Early in 1969, as if to confirm the loss of his youth, he heard that he was to be awarded an Honorary DLitt by Queen’s University Belfast, which he had left fourteen years earlier. His supposed Orange sympathies did not extend to admiration for Loyalist politicians, and he hoped that the ceremony would not ‘involve writing an ode to the Reverend Ian Paisley’. He could not, however, resist penning a suitable quatrain:

 

See the Pope of Ulster stand,
Spiked shillelagh in each hand,
Vowing to uphold the Border,
Father, Son, and Orange Order.

 

He added: ‘I had better make sure of getting my Doctorate first.’
37

The established routines of his life continued. In August he snatched a week’s holiday in Norwich with his mother in ‘marvellous weather’, followed by a touring holiday in Ireland with Monica in his new car, an ‘enormous 4-litre Vanden Plas Princess,
with a Rolls Royce engine 
. . . 2nd, or even 3rd, hand’. It was ‘love at first sight’, he told Barbara Pym.
38
He wrote to Maeve about the number of Brennans they had encountered, including one Maeve Brennan: ‘I can’t forget you, even if I had any inclination to, which I haven’t. Accept a big kiss and some spectral maulings – are you wearing tights?
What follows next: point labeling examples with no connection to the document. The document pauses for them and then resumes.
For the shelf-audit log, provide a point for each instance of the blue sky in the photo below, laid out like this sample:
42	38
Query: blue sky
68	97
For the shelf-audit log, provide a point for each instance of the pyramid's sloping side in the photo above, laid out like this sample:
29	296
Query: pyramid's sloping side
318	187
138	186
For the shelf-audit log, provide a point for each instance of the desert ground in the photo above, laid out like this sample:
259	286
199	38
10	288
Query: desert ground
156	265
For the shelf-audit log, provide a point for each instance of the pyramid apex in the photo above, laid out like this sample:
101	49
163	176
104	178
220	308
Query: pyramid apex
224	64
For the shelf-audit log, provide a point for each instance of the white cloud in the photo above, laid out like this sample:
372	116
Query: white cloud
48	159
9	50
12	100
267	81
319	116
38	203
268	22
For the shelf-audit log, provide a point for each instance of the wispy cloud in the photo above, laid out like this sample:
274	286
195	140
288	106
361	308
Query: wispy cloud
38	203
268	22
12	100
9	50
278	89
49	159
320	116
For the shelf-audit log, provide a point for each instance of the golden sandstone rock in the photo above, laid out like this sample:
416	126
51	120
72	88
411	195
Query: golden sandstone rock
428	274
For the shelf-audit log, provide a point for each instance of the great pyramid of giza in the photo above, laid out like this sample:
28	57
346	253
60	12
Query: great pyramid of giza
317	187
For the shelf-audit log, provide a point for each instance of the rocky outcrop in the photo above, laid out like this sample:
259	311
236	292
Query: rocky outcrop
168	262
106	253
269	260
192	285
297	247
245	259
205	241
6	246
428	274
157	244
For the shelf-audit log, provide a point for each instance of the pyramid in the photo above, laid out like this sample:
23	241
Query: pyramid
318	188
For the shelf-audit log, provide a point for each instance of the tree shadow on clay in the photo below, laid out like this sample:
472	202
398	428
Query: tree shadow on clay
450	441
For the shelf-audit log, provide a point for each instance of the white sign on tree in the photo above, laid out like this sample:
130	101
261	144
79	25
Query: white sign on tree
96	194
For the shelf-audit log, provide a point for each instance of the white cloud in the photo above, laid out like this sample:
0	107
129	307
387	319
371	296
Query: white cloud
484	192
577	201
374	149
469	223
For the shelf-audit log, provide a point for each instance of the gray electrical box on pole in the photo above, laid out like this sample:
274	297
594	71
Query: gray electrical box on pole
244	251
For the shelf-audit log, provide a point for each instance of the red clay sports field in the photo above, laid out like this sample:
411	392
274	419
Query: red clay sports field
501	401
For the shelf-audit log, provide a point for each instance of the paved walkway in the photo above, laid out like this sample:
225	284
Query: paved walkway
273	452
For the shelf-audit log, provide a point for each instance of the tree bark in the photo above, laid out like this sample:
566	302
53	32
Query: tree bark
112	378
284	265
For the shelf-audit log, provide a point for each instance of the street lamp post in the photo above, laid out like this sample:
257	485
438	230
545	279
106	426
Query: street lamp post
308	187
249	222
Or stockings?’
39
Stage 2 of the new Library building had been opened in spring 1969, and he took pride in the imposing seven-storey tower which won awards from the Civic Trust and the Royal Institute of British Architects.
40
However, by the beginning of the academic year in autumn 1969, he already felt displaced within it: ‘There are so many new members of staff that I feel like a stranger in my own building.’ He was relying increasingly on Betty Mackereth, who had now been his secretary for twelve years. As he told his mother in October 1969: ‘My mainstay is Betty: boundless energy, always cheerful & tolerant, and if she doesn’t do half my work she sort of chews it up to make it easier for me to swallow. I’d be lost without her.’
41
Betty had learned to cope with his volatile moods. One morning she might receive a phone call shortly after nine in the accent of a Yorkshire pub landlord: ‘We’ve got a geezer ’ere. Been under t’table all night, dead to t’world. And ’e says ’is name’s Philip Larkin.’ On another day he would sit at his desk staring at nothing, and she would flit silently in and out to collect the necessary papers.
42

Increasingly deaf, overworked and alienated, Larkin was being pushed to the side of his own professional life. His response was to engineer an escape from Hull, if only a temporary one. Since early 1966 he had been giving occasional attention to his OUP
Twentieth-Century Verse
anthology. He could now reasonably request leave in Oxford, where he would have access to the Bodleian copyright Library and could finish work on the project. He wrote to Barbara Pym on 3 February 1970:

 
I am hoping to go to All Souls for 6 months in the autumn – a ‘Visiting Fellow’. I went there recently: it’s rather like an academic nursing-home. ‘We don’t want you to have
any
worries while you’re here.’ My excuse is to finish off this wretched Oxford Book – or let it finish
me
off. I have dreams of reliving my youth – of doing all the things I never did – going to Bach choir concerts – the Playhouse – having coffee at Elliston’s – walking to those places I’ve never seen, like
Bagley Wood
& all that Scholar-(Gipsy/Gypsy) jazz. Bet I don’t.